Elle range son calepin et stylo dans sa poche arrière. Resserre sa queue de cheval. Elle observe un client derrière lui et hoche vaguement la tête, avant de reprendre: "-Vous prétendez tout régler avec vos profils et vos machins. Mais si vous ne cherchez pas à comprendre les gens, ça ne marche pas votre truc. Si vous l'aviez écouté… mais bon dieu que vous êtes crétin!"

Elle le laisse là, avec toute l'équipe, sans expliquer davantage. Reid la regarde partir: "-Pas commode…

-De toute évidence, quelque chose nous échappe dans cette histoire.", souligne Morgan.

Il sortent les documents relatifs à l'enquête. Sur leurs ordinateurs, ils essayent de déterminer l'importance des lieux, le pourquoi d'un jeu de piste. Ils appellent également Garcia pour essayer de trouver un point commun avec tous ces victimes. Il y a forcément quelque chose qui leur échappe.

"-Si Emily connaît plusieurs victimes, le dénominateur commun doit avoir un lien avec elle.", remarque JJ.

"-Mais ce serait quoi? Un lieu? Une année scolaire?

-Impossible. Elle a voyagé aux quatre coins du monde avec sa mère.", relève Rossi. "-Il y a autre chose…

-Vous avez dit qu'elle avait bossé sur plusieurs enquêtes avec différents bureaux… ça pourrait être des indics ou quelque chose dans ce goût-là.", note Morgan.

Rossi hoche la tête. Et les mots de son ami Joe lui reviennent en mémoire: "-Elle a un goût prononcé pour la justice.

-Quoi?

-Elle a collaboré sur plusieurs enquêtes et la dernière… elle a fait tomber plein de gens… parce qu'elle a la justice chevillée au corps.", développe-t-il.

"-Ça ne peut pas être un hasard s'il s'est lui-même nommé Justice.", décrète JJ.

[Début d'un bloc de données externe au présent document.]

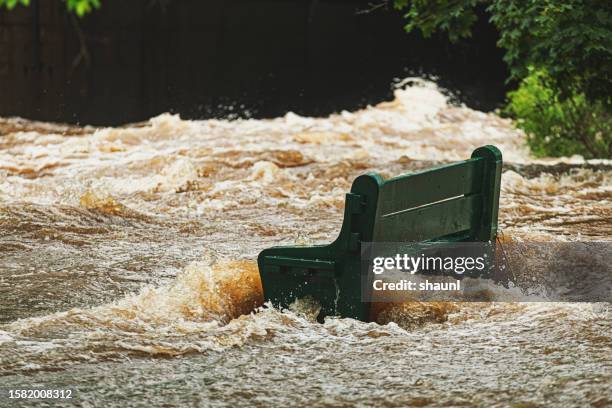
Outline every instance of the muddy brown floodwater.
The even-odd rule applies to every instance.
[[[483,144],[507,163],[505,242],[609,241],[609,161],[533,160],[510,122],[429,83],[326,118],[2,119],[0,134],[2,389],[70,388],[75,406],[612,405],[608,303],[406,303],[320,324],[262,306],[254,261],[335,238],[359,174]]]

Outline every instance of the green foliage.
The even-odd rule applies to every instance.
[[[68,11],[76,13],[79,17],[100,8],[100,0],[66,0]]]
[[[550,93],[536,89],[532,78],[523,83],[521,95],[535,92],[538,97],[547,95],[553,98],[550,106],[562,107],[563,118],[573,117],[565,120],[563,126],[580,126],[574,129],[574,133],[583,135],[590,132],[585,130],[583,121],[577,119],[586,120],[584,109],[594,109],[592,114],[597,118],[601,115],[609,118],[612,114],[612,1],[394,0],[394,4],[408,19],[406,30],[420,29],[425,36],[441,30],[447,32],[452,41],[470,35],[476,21],[476,7],[484,5],[491,16],[490,21],[499,31],[498,45],[506,50],[504,59],[511,77],[522,80],[529,75],[530,67],[546,72],[544,82]],[[541,75],[538,78],[541,82]],[[518,97],[518,94],[514,95],[515,99]],[[538,104],[539,108],[542,103]],[[535,108],[531,104],[525,106]],[[530,115],[524,109],[515,108],[519,117]],[[539,137],[552,137],[545,133],[545,126],[532,131]],[[555,134],[572,139],[570,133],[567,130]],[[609,128],[607,136],[610,136]],[[560,138],[553,139],[563,145]],[[588,140],[582,143],[591,151],[593,147],[586,145]],[[535,148],[535,144],[531,144]],[[551,144],[547,146],[552,154],[555,149]],[[576,149],[576,152],[580,150]],[[566,147],[557,150],[569,152]],[[595,148],[594,151],[601,152],[601,149]],[[596,154],[594,151],[591,155]],[[607,157],[610,156],[608,152]]]
[[[529,70],[516,91],[508,94],[504,114],[527,133],[536,156],[612,157],[612,115],[601,102],[584,94],[560,98],[544,71]]]
[[[418,28],[427,38],[435,31],[442,30],[455,42],[461,37],[471,35],[472,25],[477,19],[474,8],[483,1],[394,0],[394,5],[396,9],[406,11],[406,31],[411,32]]]
[[[612,2],[497,0],[488,10],[514,78],[540,67],[562,97],[578,89],[612,105]]]
[[[79,17],[83,17],[94,9],[100,8],[100,0],[65,0],[65,2],[68,11],[75,13]],[[19,4],[28,6],[30,0],[0,0],[0,8],[6,7],[9,10],[14,9]]]
[[[9,10],[14,9],[18,4],[27,6],[30,4],[30,0],[0,0],[0,8],[6,7]]]

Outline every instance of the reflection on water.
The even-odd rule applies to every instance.
[[[262,305],[254,262],[335,238],[357,175],[482,144],[509,162],[505,242],[609,240],[609,162],[534,164],[509,122],[427,83],[327,118],[0,132],[3,386],[118,406],[612,403],[607,304],[413,302],[319,324],[308,302]]]

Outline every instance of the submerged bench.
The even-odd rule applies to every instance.
[[[361,244],[494,242],[502,155],[483,146],[469,160],[389,180],[359,176],[346,195],[344,221],[329,245],[273,247],[257,263],[266,301],[283,308],[312,297],[320,316],[368,320],[362,302]]]

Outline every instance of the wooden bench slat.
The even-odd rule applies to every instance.
[[[266,256],[268,267],[284,267],[287,274],[294,276],[335,276],[336,263],[320,259],[292,258],[288,256]],[[279,268],[280,269],[280,268]]]
[[[375,241],[417,242],[469,230],[482,197],[474,194],[379,218]]]
[[[378,213],[386,215],[451,197],[480,192],[482,158],[465,160],[389,179],[378,199]]]

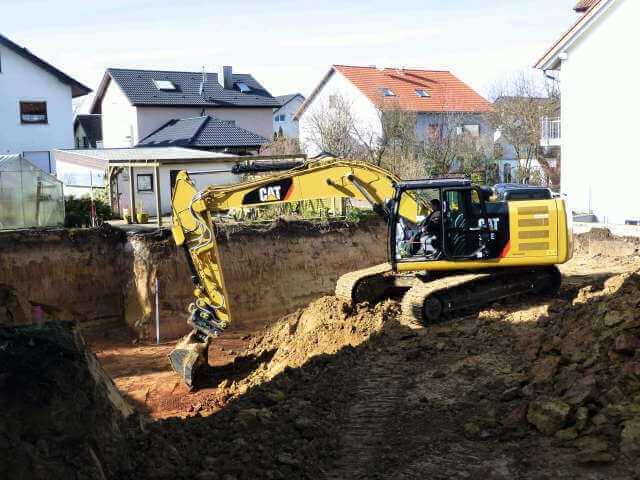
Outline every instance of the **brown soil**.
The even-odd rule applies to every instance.
[[[196,393],[168,370],[171,345],[94,339],[160,419],[129,428],[105,476],[640,478],[637,243],[592,235],[577,252],[559,296],[430,328],[403,325],[391,300],[319,299],[221,337]]]
[[[12,480],[112,478],[133,412],[60,322],[0,328],[0,411],[0,478]]]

Avec ces infos en tête, ils donnent des directives à Garcia: essayer de retrouver toutes les personnes tombées lors de cette enquête, les retombées pour les familles/amis des coupables, les décisions suites aux différents procès. Ils savent qu'ils lui en demandent beaucoup ; la jeune femme les rassure, elle a de quoi tenir en caféine et s'est aménagée un endroit pour dormir dans son antre. Elle leur apprend d'ailleurs que leur patron est de retour.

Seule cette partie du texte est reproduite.